Quand l’Eglise fondait son organisation féministe
Alors que la Suisse vient de voter pour la retraite des femmes à 65 ans, on peut se souvenir qu’en 1946 se tenait déjà le troisième congrès pour les intérêts féminins. Il a provoqué l’année suivante la naissance de la Fédération suisse des femmes protestantes (FSFP). «L’événement a mis en évidence qu’il existait une ligue suisse des femmes catholiques, mais pas de voix protestantes pour défendre les femmes. Les protestantes s’impliquaient dans les mouvements laïques. Une plateforme permettait d’avoir une voix protestante spécifique: les FPS sont donc nées», explique Christine Volet.

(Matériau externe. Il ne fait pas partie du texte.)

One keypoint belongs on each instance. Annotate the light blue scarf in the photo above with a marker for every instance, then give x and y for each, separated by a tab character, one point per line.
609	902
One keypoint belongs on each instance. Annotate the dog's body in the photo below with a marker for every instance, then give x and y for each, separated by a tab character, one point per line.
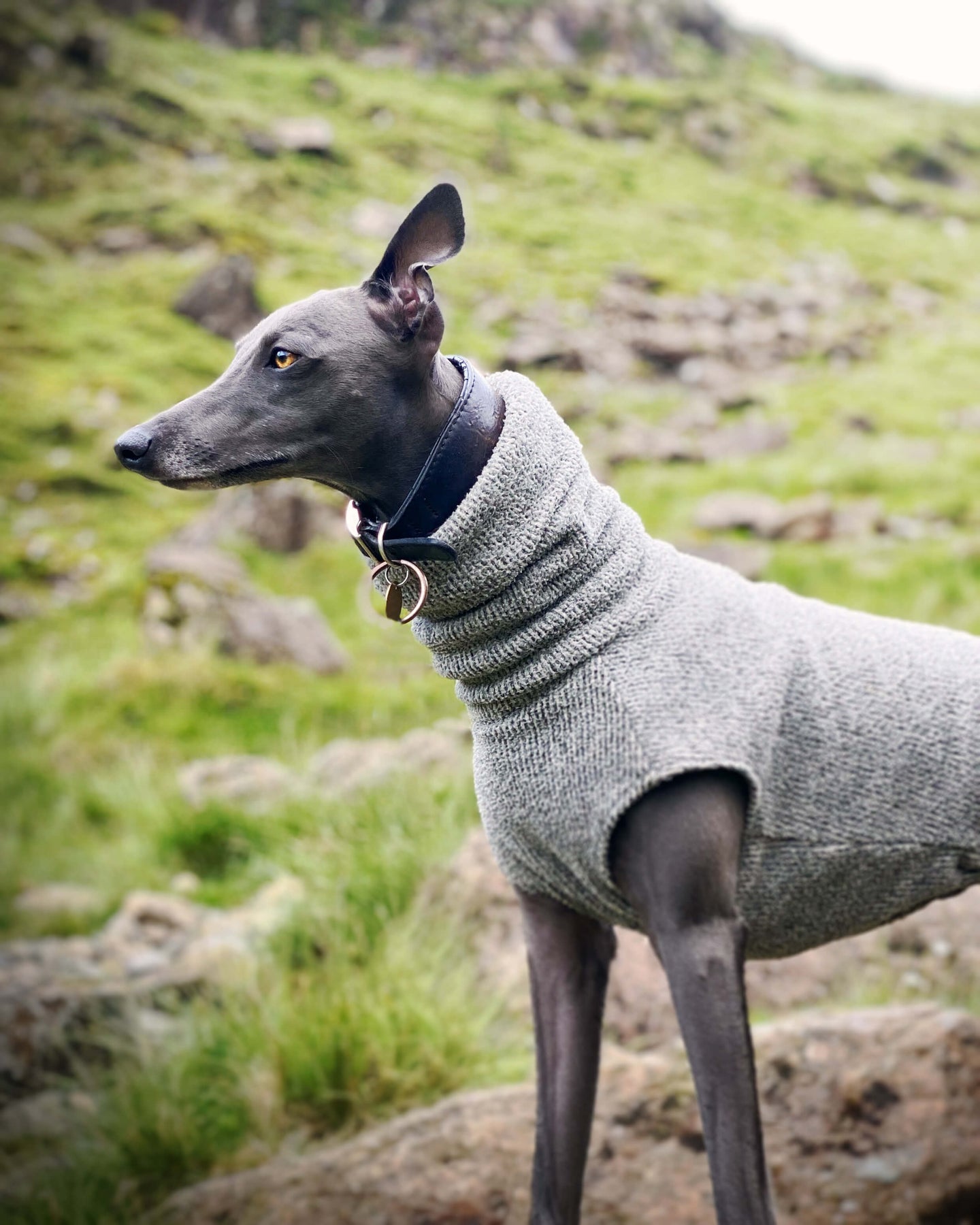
641	756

L’époque est plutôt conservatrice sur le plan théologique. «Les femmes célibataires pouvaient faire carrière, mais le statut de femme mariée signait la fin de l’indépendance sur tous les plans.» Dans ce contexte rigide, les FPS sont au contraire un espace où règne une théologie libérale. L’organisation offre «un lieu de formation, de prise de confiance en soi, pour gagner en compétence.» C’est aussi un lieu innovant d’expérimentation spirituelle, «surtout lorsqu’on considère ce qui se vit alors en Suisse». «Les protestantes et les catholiques ont par exemple géré lors de la deuxième Exposition nationale suisse du travail féminin (SAFFA) à Zurich, en 1958, un espace de spiritualité temporaire totalement féminin!» explique Christine Volet.
Durant des générations, les FPS ont assuré une formation et un apprentissage à des générations de femmes, notamment à travers des camps à Vaumarcus (NE). Avant de perdre peu à peu en influence au courant des années 1990. Explications avec Christine Volet, elle-même membre des FPS, qui a étudié les origines du mouvement dans le cadre d’un Diploma of Advanced Studies.

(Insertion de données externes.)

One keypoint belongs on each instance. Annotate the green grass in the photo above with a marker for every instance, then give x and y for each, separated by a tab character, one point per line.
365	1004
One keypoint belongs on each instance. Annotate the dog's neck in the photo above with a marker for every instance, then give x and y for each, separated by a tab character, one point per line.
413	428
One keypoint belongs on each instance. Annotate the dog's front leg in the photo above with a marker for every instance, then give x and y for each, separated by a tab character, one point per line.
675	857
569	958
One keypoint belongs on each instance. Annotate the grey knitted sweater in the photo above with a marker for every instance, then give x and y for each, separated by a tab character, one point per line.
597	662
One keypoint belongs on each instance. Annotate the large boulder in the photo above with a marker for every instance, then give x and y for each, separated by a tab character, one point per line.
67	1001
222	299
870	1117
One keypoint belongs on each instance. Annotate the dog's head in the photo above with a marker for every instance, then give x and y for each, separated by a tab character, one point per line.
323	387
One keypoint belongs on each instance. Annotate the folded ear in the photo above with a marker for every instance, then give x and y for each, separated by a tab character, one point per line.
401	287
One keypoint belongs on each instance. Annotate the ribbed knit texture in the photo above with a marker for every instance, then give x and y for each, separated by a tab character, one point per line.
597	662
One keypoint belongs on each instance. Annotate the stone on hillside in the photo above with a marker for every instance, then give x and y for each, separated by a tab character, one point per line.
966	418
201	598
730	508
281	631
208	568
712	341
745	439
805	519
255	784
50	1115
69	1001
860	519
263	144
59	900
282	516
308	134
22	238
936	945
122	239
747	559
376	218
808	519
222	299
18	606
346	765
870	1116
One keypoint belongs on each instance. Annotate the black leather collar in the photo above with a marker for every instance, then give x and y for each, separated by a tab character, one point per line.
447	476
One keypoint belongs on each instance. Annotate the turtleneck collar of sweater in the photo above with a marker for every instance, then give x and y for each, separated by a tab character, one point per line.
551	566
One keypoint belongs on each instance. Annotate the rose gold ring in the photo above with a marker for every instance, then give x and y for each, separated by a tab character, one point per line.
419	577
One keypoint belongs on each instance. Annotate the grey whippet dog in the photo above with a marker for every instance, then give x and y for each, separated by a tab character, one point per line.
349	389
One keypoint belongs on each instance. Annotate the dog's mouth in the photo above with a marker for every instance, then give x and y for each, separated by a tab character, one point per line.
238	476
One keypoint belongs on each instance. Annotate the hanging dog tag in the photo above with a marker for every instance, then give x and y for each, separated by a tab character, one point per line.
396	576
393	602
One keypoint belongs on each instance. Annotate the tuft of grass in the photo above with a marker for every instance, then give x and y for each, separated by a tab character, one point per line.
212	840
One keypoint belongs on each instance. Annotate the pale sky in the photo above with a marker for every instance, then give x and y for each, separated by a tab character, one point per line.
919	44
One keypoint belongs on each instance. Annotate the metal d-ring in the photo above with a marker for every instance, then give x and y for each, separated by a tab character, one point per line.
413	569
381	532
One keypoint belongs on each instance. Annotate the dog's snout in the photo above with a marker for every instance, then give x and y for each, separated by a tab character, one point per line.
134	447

Pourquoi les FPS ont-elles perdu leur influence?
Dès que les femmes ont obtenu la reconnaissance dans les ministères, les associations des femmes ont en quelque sorte perdu leur raison d’être. Les groupes féministes cantonaux ou liés aux paroisses, qui contribuaient aux FPS, ont disparu. Le sujet lui-même du féminisme militant en Eglise a fait long feu. Côté romand s’est installée l’idée que les droits de la femme étaient pris en charge dans des organismes sociétaux (partis politiques, associations, bureaux de l’égalité…). Au fil du temps, la cause féminine a perdu en visibilité et en spécificité. Côté alémanique, les associations ont perduré, mais avec une vision de la femme terriblement conservatrice.
Les FPS sont-elles donc divisées aujourd’hui?
On sent une tension: certaines voix estiment que les FPS doivent simplement soutenir la position des femmes, d’autres voix pensent que l’organisation doit s’engager clairement dans le champ politique. Le problème est de savoir comment intégrer la base. Les FPS sont engagées dans des consultations politiques, mais elles ont peu de liens avec les Eglises cantonales, peu de moyens pour faire savoir ce dont elles discutent.
Quels sont les thèmes principaux traités par l’organisation aujourd’hui, et comment?
L’organisation est plus ancrée côté alémanique, où elle dispose de plus d’associations membres. Elle répond à des consultations qui concernent la position des femmes dans la société. Parmi ses thèmes de prédilection: aide aux proches aidants, égalité salariale, retraites. Ces thématiques devraient nous aider à surmonter nos divisions… Mais nous gagnerions à être plus visibles, pour devenir une véritable plateforme d’engagement politique sur laquelle les Eglises pourraient s’appuyer.